Sağlıklı bir TİS sürecinin işletilmesi için 4688 sayılı yasa başta olmak üzere gerçek bir toplu sözleşmenin önündeki tüm yasal ve fiili sınırlılıklar kaldırılması gerektiğini ifade eden Göncü, görüşmelerin OHAL döneminde yapılacağı uyarısında bulunarak şunları söyledi: “Uluslararası sendikal haklara ve sözleşmelere uygun olarak mevzuat yeniden düzenlenmeli; sendikal örgütlenme özgürlüğü sınırsız olarak sağlanmalı ve güvence altına alınmalı; iktidarların sendikalar üzerindeki her türlü ilişkisi-tarafgirliği ve baskısı ortadan kaldırılmalıdır. Sendikamız, gerçek bir toplu sözleşme hakkı için fiili mücadelesini sürdürecektir. Bu yıl gerçekleşecek olan toplu sözleşme görüşmeleri OHAL koşullarında, sendikal faaliyetler ve kamu emekçilerinin üzerinde baskının alabildiğine arttığı, sağlık ve sosyal hizmet emekçilerinin sorunlarının artarak biriktiği, ayrıca haklarımıza yönelik yeni kapsamlı saldırıların gündemde olduğu bir süreçte gerçekleştirilecektir. KHK’lar ile 100 binden fazla kamu emekçisinin bir gecede, herhangi bir gerekçe dahi gösterilmeden ihraç edildiği ve kamu emekçilerinin iş güvencesinin fiilen ortadan kaldırıldığı bir süreçte gerçekleşecektir.”
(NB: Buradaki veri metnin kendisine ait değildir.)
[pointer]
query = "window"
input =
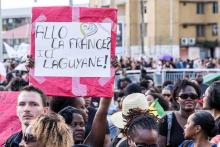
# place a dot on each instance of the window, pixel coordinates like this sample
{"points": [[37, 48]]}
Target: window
{"points": [[200, 8], [215, 30], [200, 30], [215, 7]]}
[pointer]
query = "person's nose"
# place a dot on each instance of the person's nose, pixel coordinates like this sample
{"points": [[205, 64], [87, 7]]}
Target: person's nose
{"points": [[27, 108], [79, 128]]}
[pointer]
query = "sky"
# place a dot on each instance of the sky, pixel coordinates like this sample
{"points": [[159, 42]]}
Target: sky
{"points": [[7, 4]]}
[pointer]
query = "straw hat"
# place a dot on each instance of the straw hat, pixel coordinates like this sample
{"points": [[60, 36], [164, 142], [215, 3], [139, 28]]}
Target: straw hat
{"points": [[134, 100]]}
“TALEPLERİMİZ AÇIK VE NET”
TİS görüşmelerinde SES olarak, çalışmalarına devam ettiklerini belirten Eşbaşkan Özge Göncü, SES Mersin Şubesi olarak taleplerini şu cümlelerle açıkladı: “Gerçek bir toplu sözleşme ve grev hakkı için, KHK’lar ile hukuksuz şekilde ihraç edilen kamu emekçilerinin işlerine geri dönmeleri için, Sendikal haklar üzerindeki her türlü baskının kaldırılması için, İş güvencemize yönelik her türlü saldırıya, kamu personel rejiminde bu yünde yapılmak istenen her türlü düzenlemeye karşı iş güvencemize sahip çıkmak için, İnsanca yaşayacak bir ücret için, Temel ücretimizin artırılması için, Ek ödemelerin emekliliğe yansıtılması için, Fiili hizmet süresi zammı/ yıpranma hakkının oyalama konusu olmaktan çıkartılması, torba yasayla gizlice değil emekçilerin istediği şekilde çözülmesi için; geçmiş çalışılmış yıllar dahil edilerek bir düzenleme yapılması, ayrım gözetmeksizin tüm sağlık ve sosyal hizmet emekçileri yıpranma payından yararlandırılması ve yıpranma payından ne şekilde yararlanılacağının yapılan işe, çalışma alanı ve koşullarına göre, yıpranma derecesine göre kademelendirileceği bir şekilde düzenlenmesi için, 24 saat açık, ücretsiz ve anadilinde kreşler sağlanması için, Sağlıkta şiddet yasası çıkartılması için, Performans sisteminin kaldırılması için, Kadın sağlık ve sosyal hizmet emekçilerine uygulanan ayrımcılık, mobbing, baskı ve şiddete son verilmesi için, Yönetim kademeleri için pozitif ayrımcılık ilkesi gözetilerek kadın kotaları getirilmesi için, Sağlıkta cepten ödemelerin kaldırılması için, Sosyal hizmeti bir “lütuf” haline getirilen uygulamaların kaldırılması için, Sağlık ve sosyal hizmetlerin kamusal hizmetler olarak ücretsiz, nitelikli, ulaşılabilir, anadilinde sunulması için toplu sözleşme görüşmeleri sürecine en etkili şekilde katılmak için çalışmalarımızı sürdürüyoruz.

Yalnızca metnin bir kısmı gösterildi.